I’m not seeing how this would be done, but is it possible to have a facet that uses an interval to give the stats on every X number of occurrences? As an example, if net was a sequence of numbers ordered by date like:
1,2,3,4,5,6,7
and I set the interval to 2, I would like to get back a histogram like:
count: 2
value: 3,
count: 2,
value: 7,
count: 2,
value: 11,
...
Elasticsearch doesn’t support such operation out of the box. It’s possible to write such facet, but it’s not very practical since it would require writing quite complex custom facet processor and optionally controlling the way records are split into shards (so called routing).

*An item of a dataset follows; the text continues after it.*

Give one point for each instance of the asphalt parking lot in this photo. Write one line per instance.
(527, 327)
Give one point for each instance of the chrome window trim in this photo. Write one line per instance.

In elasticsearch, any operation that relies on global order of elements is somewhat problematic from the architectural perspective. Elasticsearch splits records into shards, and most operations including searching and facet calculation occur on shards and then results of these shard-level operations are collected and merged into a global result. This is basically map/reduce architecture, and it is the key for horizontal scalability of elasticsearch. Optimal implementation of your facet would require changing routing in such a way that records are split into shards based on their order rather than hash code of id. Alternatively, it can be done by limiting shard-level phase to just extraction of the field values and performing the actual calculation of the facet in the merge phase. The latter approach seems to be more practical but at the same time it is not much different from simply extracting field values for all records and doing calculations on the client side, which is exactly what I would suggest doing here. Just extract all values using desired sort order and calculate all stats on the client. If the number of records in your index is large, you can use Scroll API to retrieve all records using multiple requests.